Am Max Delbrück Center lernte Cheryl L. Stucky Techniken, die sie heute als Professorin an Nachwuchswissenschaftler*innen in den USA weitergibt. Am 8. November besucht die Alumna ihre alte Wirkungsstätte und spricht darüber, wie Hautzellen zum Berührungs- und Schmerzempfinden beitragen.

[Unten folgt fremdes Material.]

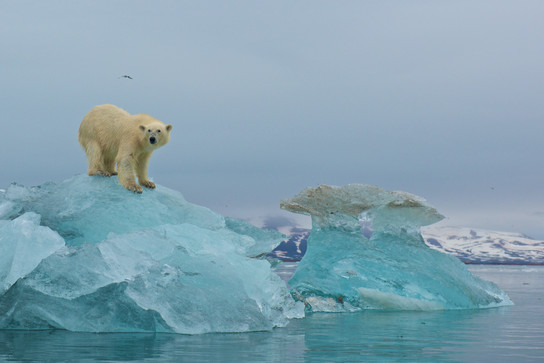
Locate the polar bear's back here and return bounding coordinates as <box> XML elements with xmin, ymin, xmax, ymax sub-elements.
<box><xmin>79</xmin><ymin>105</ymin><xmax>137</xmax><ymax>147</ymax></box>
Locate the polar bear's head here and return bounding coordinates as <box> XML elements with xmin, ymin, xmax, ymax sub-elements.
<box><xmin>140</xmin><ymin>121</ymin><xmax>172</xmax><ymax>147</ymax></box>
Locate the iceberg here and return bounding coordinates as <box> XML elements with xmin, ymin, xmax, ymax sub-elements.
<box><xmin>0</xmin><ymin>175</ymin><xmax>511</xmax><ymax>334</ymax></box>
<box><xmin>280</xmin><ymin>184</ymin><xmax>512</xmax><ymax>312</ymax></box>
<box><xmin>0</xmin><ymin>175</ymin><xmax>304</xmax><ymax>334</ymax></box>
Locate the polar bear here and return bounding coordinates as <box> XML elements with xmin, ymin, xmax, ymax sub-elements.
<box><xmin>78</xmin><ymin>105</ymin><xmax>172</xmax><ymax>193</ymax></box>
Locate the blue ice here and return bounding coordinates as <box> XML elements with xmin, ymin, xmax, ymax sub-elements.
<box><xmin>0</xmin><ymin>175</ymin><xmax>511</xmax><ymax>334</ymax></box>
<box><xmin>281</xmin><ymin>184</ymin><xmax>512</xmax><ymax>312</ymax></box>
<box><xmin>0</xmin><ymin>175</ymin><xmax>304</xmax><ymax>334</ymax></box>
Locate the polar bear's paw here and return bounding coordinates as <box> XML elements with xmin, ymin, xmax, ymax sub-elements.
<box><xmin>140</xmin><ymin>180</ymin><xmax>155</xmax><ymax>189</ymax></box>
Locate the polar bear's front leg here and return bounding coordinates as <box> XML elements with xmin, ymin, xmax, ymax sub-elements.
<box><xmin>136</xmin><ymin>152</ymin><xmax>155</xmax><ymax>189</ymax></box>
<box><xmin>117</xmin><ymin>154</ymin><xmax>143</xmax><ymax>193</ymax></box>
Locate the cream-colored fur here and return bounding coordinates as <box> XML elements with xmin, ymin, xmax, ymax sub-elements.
<box><xmin>78</xmin><ymin>105</ymin><xmax>172</xmax><ymax>193</ymax></box>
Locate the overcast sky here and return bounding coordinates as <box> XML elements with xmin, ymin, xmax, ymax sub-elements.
<box><xmin>0</xmin><ymin>0</ymin><xmax>544</xmax><ymax>238</ymax></box>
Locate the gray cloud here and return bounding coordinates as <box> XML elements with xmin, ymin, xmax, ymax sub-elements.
<box><xmin>0</xmin><ymin>1</ymin><xmax>544</xmax><ymax>238</ymax></box>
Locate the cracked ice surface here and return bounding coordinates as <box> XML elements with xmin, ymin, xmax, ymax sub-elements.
<box><xmin>0</xmin><ymin>175</ymin><xmax>304</xmax><ymax>334</ymax></box>
<box><xmin>281</xmin><ymin>184</ymin><xmax>512</xmax><ymax>311</ymax></box>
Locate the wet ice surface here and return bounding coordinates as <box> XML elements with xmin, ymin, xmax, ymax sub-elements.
<box><xmin>0</xmin><ymin>175</ymin><xmax>510</xmax><ymax>334</ymax></box>
<box><xmin>0</xmin><ymin>263</ymin><xmax>544</xmax><ymax>363</ymax></box>
<box><xmin>281</xmin><ymin>184</ymin><xmax>511</xmax><ymax>312</ymax></box>
<box><xmin>0</xmin><ymin>175</ymin><xmax>303</xmax><ymax>334</ymax></box>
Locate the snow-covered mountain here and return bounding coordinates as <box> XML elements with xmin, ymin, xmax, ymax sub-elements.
<box><xmin>422</xmin><ymin>226</ymin><xmax>544</xmax><ymax>264</ymax></box>
<box><xmin>270</xmin><ymin>226</ymin><xmax>544</xmax><ymax>264</ymax></box>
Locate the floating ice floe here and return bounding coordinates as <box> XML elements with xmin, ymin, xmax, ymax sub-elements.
<box><xmin>0</xmin><ymin>175</ymin><xmax>511</xmax><ymax>334</ymax></box>
<box><xmin>281</xmin><ymin>184</ymin><xmax>512</xmax><ymax>311</ymax></box>
<box><xmin>0</xmin><ymin>175</ymin><xmax>304</xmax><ymax>334</ymax></box>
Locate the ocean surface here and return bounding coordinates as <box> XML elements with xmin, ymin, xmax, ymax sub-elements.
<box><xmin>0</xmin><ymin>263</ymin><xmax>544</xmax><ymax>363</ymax></box>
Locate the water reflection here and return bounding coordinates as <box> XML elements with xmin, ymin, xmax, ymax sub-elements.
<box><xmin>0</xmin><ymin>267</ymin><xmax>544</xmax><ymax>362</ymax></box>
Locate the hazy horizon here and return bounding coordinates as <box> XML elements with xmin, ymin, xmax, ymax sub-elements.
<box><xmin>0</xmin><ymin>0</ymin><xmax>544</xmax><ymax>239</ymax></box>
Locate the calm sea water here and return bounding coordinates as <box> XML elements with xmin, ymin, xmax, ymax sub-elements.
<box><xmin>0</xmin><ymin>264</ymin><xmax>544</xmax><ymax>363</ymax></box>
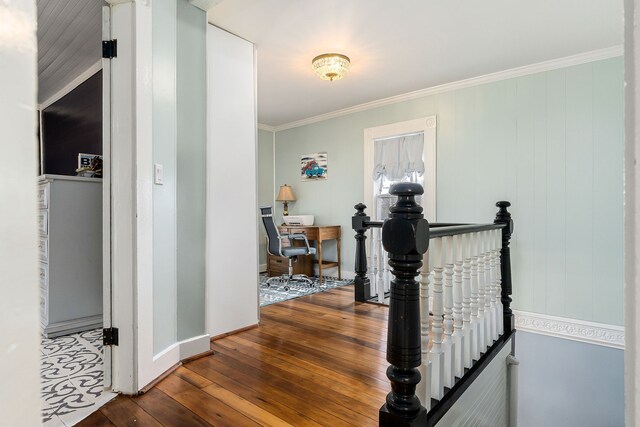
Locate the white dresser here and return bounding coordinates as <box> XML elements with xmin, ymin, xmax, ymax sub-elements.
<box><xmin>38</xmin><ymin>175</ymin><xmax>102</xmax><ymax>337</ymax></box>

Schmerz war immer ein Forschungsschwerpunkt von Professor Gary Lewin. Die erste Postdoktorandin in seinem Labor war Cheryl L. Stucky. Sie arbeitete dort von 1997 bis 1999. Diese Zeit war ein Sprungbrett für sie. Direkt im Anschluss baute sie ihre eigene Arbeitsgruppe am Medical College of Wisconsin auf. Mittlerweile arbeitet Professorin Cheryl L. Stucky mehr als 25 Jahre in den Neurowissenschaften und hat über 116 Publikationen veröffentlicht. Sie ist leitende Wissenschaftlerin mit einem Stiftungslehrstuhl und Direktorin der Schmerzabteilung am Neuroscience Research Center.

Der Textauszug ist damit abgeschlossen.